Taken in this context Home Minister P Chidambaram’s statement that there was absence of any intelligence inputs about an impending attack in Mumbai last week, misses the mark and points towards a bigger error. The officials say it is crucial to establish effective communication links between the higher intelligence agencies and the lower level police posts to build a comprehensive front against “low intensity-high impact” bomb attacks.
The officials involved closely with India’s internal intelligence and security, who spoke on condition of anonymity, said the operatives trained by the Taliban in all likelihood carried out the three blasts via improvised explosive devices in Mumbai. IED attacks are such that they are the most difficult to track, pre-empt and investigate. In the past, IEDs have been used during multiple instances in Delhi, Varanasi, Guwahati, Mumbai, Hyderabad and in Gujarat, to telling effect in terms of loss of human life and injury by shrapnel, especially in crowded areas such as market places, local trains and places of worship.
Jihadi strikes carried out using IEDs, wherein a pressure cooker can be turned into an explosive device, are most difficult to track simply because the attack can be broken down to multiple operatives and even “outsourced” to local criminals in exchange for money, say the officials.

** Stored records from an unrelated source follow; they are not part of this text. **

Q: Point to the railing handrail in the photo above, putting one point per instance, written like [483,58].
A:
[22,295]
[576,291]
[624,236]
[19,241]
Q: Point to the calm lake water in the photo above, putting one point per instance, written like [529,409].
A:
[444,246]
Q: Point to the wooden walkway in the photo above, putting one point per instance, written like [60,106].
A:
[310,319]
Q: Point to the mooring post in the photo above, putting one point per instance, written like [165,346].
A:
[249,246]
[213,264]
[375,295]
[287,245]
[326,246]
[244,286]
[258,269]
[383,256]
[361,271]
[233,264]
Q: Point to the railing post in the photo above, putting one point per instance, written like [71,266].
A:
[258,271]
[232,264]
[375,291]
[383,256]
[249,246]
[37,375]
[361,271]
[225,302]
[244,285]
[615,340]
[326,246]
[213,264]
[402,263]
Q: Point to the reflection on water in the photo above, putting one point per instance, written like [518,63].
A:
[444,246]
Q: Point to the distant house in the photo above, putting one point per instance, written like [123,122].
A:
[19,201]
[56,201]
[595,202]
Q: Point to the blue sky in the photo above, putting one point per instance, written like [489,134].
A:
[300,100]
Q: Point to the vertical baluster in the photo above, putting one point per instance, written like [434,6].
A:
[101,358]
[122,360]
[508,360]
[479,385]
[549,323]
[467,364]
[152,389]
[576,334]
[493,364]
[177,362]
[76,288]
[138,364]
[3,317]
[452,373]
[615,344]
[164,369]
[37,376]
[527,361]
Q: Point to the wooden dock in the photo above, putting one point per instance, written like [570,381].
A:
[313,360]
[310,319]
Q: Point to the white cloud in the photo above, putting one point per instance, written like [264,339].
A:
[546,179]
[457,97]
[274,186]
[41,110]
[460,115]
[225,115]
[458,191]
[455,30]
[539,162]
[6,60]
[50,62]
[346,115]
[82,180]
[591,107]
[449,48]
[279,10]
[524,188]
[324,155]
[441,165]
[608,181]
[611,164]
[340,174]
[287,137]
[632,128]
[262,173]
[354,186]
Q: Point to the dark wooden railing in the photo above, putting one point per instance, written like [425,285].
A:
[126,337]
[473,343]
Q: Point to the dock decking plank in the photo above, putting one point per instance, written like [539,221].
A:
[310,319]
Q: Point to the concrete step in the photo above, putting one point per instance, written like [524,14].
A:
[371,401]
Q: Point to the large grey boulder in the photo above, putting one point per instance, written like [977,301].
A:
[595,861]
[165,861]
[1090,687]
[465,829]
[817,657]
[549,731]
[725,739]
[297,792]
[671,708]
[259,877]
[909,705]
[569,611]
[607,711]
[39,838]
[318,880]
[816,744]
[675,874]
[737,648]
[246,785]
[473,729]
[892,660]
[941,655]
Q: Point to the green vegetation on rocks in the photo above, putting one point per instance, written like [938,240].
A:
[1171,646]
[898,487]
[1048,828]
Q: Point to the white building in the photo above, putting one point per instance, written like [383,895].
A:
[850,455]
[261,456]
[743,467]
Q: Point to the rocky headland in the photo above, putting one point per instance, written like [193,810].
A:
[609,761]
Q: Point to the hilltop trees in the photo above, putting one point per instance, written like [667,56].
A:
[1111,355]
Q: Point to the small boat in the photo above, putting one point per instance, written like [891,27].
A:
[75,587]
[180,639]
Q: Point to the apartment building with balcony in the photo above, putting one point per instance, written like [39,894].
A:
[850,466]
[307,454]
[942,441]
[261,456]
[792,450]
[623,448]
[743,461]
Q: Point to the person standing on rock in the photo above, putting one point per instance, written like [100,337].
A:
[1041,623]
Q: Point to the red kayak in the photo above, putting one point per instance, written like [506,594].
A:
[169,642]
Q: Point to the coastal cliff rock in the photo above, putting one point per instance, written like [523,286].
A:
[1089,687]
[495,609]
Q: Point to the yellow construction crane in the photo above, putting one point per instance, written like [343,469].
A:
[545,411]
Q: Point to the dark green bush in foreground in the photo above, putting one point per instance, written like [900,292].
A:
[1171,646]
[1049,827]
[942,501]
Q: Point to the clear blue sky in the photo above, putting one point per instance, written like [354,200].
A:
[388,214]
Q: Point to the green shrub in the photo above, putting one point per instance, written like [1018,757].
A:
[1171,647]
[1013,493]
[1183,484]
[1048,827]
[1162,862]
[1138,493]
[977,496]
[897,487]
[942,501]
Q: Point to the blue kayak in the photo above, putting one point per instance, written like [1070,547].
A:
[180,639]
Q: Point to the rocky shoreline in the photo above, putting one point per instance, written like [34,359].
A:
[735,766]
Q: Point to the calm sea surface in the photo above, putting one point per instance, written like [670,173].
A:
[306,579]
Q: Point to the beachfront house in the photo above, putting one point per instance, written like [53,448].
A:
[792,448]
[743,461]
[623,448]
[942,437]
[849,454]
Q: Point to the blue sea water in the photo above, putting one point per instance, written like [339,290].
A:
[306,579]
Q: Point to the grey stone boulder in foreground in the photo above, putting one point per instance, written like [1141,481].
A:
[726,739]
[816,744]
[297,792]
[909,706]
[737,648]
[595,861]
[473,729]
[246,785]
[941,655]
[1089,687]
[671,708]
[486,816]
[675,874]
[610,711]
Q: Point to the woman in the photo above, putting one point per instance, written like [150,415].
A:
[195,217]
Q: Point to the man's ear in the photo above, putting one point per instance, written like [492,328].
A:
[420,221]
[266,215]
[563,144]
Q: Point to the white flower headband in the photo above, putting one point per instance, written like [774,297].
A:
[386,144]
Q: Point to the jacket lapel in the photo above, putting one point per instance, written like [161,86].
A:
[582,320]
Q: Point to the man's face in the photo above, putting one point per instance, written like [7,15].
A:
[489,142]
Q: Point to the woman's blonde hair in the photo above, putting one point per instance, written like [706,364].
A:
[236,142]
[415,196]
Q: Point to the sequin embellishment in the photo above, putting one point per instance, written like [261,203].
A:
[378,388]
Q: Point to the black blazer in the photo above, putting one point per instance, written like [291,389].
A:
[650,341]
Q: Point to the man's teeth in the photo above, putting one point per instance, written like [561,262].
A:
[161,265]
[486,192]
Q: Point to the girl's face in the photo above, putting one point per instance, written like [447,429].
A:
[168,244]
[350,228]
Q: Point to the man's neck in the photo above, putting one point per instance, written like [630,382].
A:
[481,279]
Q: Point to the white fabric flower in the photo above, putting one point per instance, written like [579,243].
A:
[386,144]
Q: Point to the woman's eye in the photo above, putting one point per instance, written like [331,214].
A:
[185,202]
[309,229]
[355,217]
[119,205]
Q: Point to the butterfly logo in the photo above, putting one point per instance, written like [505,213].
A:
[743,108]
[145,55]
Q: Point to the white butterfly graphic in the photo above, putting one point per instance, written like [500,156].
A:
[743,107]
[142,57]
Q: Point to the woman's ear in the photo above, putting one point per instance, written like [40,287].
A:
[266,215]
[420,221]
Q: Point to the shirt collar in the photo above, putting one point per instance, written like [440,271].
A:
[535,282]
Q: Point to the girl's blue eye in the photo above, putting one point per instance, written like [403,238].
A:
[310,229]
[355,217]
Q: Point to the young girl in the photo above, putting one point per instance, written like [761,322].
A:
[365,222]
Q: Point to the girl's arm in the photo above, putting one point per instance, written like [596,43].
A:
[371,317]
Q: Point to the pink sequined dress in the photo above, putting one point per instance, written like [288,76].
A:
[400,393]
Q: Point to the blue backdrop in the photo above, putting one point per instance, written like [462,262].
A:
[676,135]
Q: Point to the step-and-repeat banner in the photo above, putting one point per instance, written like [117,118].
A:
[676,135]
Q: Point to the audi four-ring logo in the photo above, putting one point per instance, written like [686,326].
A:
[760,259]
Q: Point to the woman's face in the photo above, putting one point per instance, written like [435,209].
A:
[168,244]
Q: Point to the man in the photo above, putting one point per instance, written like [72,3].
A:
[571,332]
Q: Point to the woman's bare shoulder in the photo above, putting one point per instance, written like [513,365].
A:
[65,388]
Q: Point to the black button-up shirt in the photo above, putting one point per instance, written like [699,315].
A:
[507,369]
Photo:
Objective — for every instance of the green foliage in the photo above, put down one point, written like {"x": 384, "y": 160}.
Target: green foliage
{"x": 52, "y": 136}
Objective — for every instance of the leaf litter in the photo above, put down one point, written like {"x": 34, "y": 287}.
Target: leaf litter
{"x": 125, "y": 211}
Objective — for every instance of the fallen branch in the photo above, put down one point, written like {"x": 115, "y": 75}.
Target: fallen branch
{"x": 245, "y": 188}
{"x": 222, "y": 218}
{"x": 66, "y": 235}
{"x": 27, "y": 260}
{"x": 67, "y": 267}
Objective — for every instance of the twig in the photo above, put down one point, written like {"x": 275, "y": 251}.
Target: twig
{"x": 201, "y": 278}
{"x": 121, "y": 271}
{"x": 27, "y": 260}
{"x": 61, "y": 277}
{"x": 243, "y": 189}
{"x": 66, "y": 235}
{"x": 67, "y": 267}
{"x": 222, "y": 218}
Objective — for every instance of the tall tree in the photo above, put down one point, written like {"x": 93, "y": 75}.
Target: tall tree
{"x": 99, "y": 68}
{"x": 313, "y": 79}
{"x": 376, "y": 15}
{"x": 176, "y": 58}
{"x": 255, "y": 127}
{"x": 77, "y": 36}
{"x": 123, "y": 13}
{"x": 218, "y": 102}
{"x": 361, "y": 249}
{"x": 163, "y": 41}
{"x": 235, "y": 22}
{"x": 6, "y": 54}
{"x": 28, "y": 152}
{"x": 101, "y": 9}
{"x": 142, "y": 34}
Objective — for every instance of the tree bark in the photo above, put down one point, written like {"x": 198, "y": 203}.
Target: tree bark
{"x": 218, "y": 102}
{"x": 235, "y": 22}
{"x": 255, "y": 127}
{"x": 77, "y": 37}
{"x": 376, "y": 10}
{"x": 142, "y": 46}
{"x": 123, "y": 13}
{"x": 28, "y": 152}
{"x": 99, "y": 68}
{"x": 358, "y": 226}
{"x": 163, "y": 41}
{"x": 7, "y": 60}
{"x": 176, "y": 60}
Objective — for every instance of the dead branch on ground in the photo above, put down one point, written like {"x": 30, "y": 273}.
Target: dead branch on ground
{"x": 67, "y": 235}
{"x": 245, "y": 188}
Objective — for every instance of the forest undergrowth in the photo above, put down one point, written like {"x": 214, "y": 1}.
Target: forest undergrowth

Thus, a city such as Mumbai, which is a hub for the land- grabbing mafia and gold, arms and drugs smugglers and prostitution, becomes especially vulnerable. Proximity to Pakistan makes it that much more at risk. The attackers in the 2008 massacre arrived from the sea.
Although terrorists have also used RDX, which can bring down buildings, such sophisticated explosives are not easy to assemble and have to be smuggled into the country and can be tracked, as happened in the aftermath of 1993 Mumbai blasts. Thus suicide bombers and attackers regard IEDs as an effective substitute.
Attackers can be killed or caught as happened with the Delhi Parliament attack in 2001 and the November 2008 Mumbai attacks. Satellite and mobile phones, interrogation of 2008 Mumbai attacker Ajmal Kasab, who was caught alive, reveal a lot to investigators.
There are also suggestions to make Mumbai, India’s biggest city and a huge metropolis run by the Maharashtra state government, into a separate political entity like Delhi to pin political responsibility for managing internal security. Delhi, which was made into a separate state, has had some success in thwarting terror attacks. The city was last hit by serial IED blasts in October 2005 that killed 55 people. India also had success in tackling terrorism in Punjab in the 1980s when the state police under K PS Gill succeeded in eliminating militancy for good.
If the country doesn’t ultimately get its act right against terrorism, whether outsourced by jihadis or committed by suicide bombers themselves, apart from ramping up at all levels to guard against the equally venomous suicide and sophisticated bomb attacks, it appears that the terrorists will continue to regard Mumbai as a soft target, and that tragedy will continue.